Rhubarb and Blackberry Oat Slices

#MyCookBook
Delicious addition in a lunchbox or served warm with cream, icecream, or our favourite, custard.
Rhubarb and Blackberry Oat Slices
#MyCookBook
Delicious addition in a lunchbox or served warm with cream, icecream, or our favourite, custard.
Steps
- 1
Cut rhubarb stalks into 1 inch pieces and place onto a suitable oven proof dish. Sprinkle over 30g of sugar and place into a preheated oven for 10-15 minutes at 180C until the rhubarb is softened but still has form.
- 2
In the meantime, mix together oats and ground almonds in a large bowl and set aside.
- 3
Melt butter, sugar, and honey in a pan or microwave. Do not allow it to burn. Add vanilla extract then pour over the oat mixture. Stir thoroughly to combine.
- 4
Using 3/4 of the oat mixture, press firmly onto the bottom of a 20x20cm lined baking tray. Set aside.
- 5
Once the rhubarb is cooked. Spoon over the oat mixture. Add blackberries.

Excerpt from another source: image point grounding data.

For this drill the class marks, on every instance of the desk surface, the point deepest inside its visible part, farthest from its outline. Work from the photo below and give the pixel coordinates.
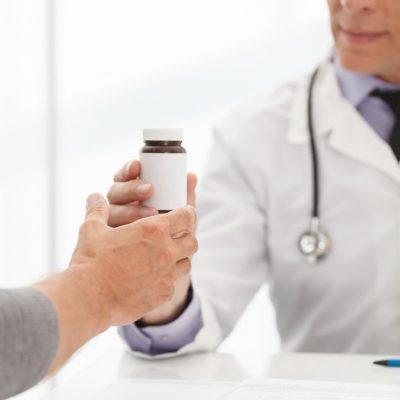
(220, 367)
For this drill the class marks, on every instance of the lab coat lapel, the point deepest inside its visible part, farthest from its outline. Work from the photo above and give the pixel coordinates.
(348, 132)
(354, 137)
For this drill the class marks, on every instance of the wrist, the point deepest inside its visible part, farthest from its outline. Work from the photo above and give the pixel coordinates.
(172, 310)
(77, 300)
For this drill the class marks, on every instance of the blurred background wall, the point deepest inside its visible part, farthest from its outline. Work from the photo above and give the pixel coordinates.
(79, 79)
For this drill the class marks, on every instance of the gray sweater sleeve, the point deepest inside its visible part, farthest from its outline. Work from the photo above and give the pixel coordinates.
(28, 339)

Then spoon over remaining oat mixture. Level gently with the back of a spoon.
- 6
Place into the oven and bake for 20-30 minutes until the top has become golden and the sides have begun to pull away from the side of the tray.
- 7
Cool before removing from tray. Serve warm or cold.
- 8
Will keep well in an airtight container for a few days or in the fridge.